Kepada penyidik, Miftah mengaku nekat menganiaya KF lantaran tidak melaksanakan salat Jumat. Miftah yang kesal seusai Salat Jumat pun langsung mengejar KF dan kawan-kawan. Ia mengejar anak itu hingga tertangkap di halaman kantor jasa pengiriman barang yang tak jauh dari Masjid Al-Hidayah.

"Saya banting ke lantai saja. Langsung saya pergi," kata Miftah.

3. Bentrok Berdarah Tewaskan 2 Orang di Flores Timur

Polisi dan TNI menyita tiga pucuk senjata api rakitan dari daerah konflik di Flores Timur, NTT.Polisi dan TNI menyita tiga pucuk senjata api rakitan dari daerah konflik di Flores Timur, NTT. Foto: dok. Polres Flores Timur

Dua orang tewas akibat bentrokan antara warga Desa Bugalima dengan Desa Ile Pati. Bentrokan warga dua desa di Flotim itu terjadi pada Senin (21/10/2024) dini hari. Bentrokan terjadi karena sengketa tanah adat antara dua suku di dua desa tersebut.

Pj Gubernur NTT Andriko Noto Susanto mengungkapkan masalah yang terjadi antara dua desa tersebut sudah berlangsung hampir lima dekade.
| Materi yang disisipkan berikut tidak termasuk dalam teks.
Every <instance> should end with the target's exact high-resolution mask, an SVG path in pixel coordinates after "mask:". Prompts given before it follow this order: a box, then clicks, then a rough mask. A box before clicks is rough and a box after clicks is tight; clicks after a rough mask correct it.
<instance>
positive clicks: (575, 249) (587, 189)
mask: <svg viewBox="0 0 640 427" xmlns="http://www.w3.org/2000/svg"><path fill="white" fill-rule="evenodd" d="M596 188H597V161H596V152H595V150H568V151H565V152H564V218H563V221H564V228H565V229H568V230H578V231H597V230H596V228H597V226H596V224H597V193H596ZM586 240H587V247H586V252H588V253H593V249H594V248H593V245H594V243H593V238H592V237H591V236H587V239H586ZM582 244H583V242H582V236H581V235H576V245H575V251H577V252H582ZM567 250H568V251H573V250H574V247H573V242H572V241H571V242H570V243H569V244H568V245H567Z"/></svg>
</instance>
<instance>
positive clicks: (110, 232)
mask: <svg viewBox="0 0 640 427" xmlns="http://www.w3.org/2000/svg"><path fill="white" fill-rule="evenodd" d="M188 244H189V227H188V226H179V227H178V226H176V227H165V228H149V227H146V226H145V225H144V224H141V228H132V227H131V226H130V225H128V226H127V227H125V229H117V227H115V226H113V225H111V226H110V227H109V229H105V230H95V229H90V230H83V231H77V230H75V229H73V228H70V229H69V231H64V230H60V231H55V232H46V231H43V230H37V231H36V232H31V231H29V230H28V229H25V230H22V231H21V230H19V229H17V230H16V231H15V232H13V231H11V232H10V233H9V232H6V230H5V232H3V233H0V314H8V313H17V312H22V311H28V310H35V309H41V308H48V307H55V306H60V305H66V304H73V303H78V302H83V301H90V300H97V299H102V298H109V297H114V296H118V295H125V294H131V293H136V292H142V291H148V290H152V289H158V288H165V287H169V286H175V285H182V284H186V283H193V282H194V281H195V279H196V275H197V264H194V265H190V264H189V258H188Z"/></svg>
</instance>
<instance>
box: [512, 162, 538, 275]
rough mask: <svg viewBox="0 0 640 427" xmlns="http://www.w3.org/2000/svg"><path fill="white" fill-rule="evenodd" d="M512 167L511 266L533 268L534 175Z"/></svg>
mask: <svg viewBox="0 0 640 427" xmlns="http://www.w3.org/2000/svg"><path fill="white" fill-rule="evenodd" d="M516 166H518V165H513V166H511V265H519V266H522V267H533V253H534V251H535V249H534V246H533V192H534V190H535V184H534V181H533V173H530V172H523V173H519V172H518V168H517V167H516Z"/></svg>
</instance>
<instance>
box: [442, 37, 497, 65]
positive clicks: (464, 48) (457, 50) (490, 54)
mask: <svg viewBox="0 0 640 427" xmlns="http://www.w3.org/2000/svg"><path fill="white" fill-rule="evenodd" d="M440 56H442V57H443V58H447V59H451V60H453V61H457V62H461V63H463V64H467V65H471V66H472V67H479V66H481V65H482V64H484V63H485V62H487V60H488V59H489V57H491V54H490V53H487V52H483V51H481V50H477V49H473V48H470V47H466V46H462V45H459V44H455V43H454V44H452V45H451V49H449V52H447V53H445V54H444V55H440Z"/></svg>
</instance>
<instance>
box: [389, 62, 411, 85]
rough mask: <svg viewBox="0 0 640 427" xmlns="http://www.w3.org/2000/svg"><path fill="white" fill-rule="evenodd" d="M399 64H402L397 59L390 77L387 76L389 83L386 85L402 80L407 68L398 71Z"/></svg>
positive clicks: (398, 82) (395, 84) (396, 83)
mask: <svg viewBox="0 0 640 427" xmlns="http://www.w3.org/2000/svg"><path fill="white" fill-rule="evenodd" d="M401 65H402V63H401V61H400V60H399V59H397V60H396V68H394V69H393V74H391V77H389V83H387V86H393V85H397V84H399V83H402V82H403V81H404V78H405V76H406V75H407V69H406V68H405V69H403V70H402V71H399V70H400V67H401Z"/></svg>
Warga kedua desa terlibat sengketa lahan.

"Polemik ini kan sudah berlangsung sejak lama, informasinya itu sudah terjadi sejak 1976," ujar Andriko seusai menghadiri sidang paripurna di gedung DPRD NTT, Senin.

Empat hari setelah bentrokan itu, Andriko menyebut warga dari Desa Ile Pati dan Desa Bugalima sudah sepakat berdamai. Kesepakatan damai itu tertuang dalam berita acara penyelesaian konflik antara Desa Ile Pati dan Desa Bugalima di Kantor Camat Adonara Barat.

Menyusul setelah kesepaktakan damai itu, aparat gabungan TNI dan Polri mengamankan tiga pucuk senjata rakitan di Desa Ile Pati, Adonara Barat, Flores Timur. Jumlah tersangka terkait bentrokan berdarah antardua desa itu kini bertambah menjadi 20 orang.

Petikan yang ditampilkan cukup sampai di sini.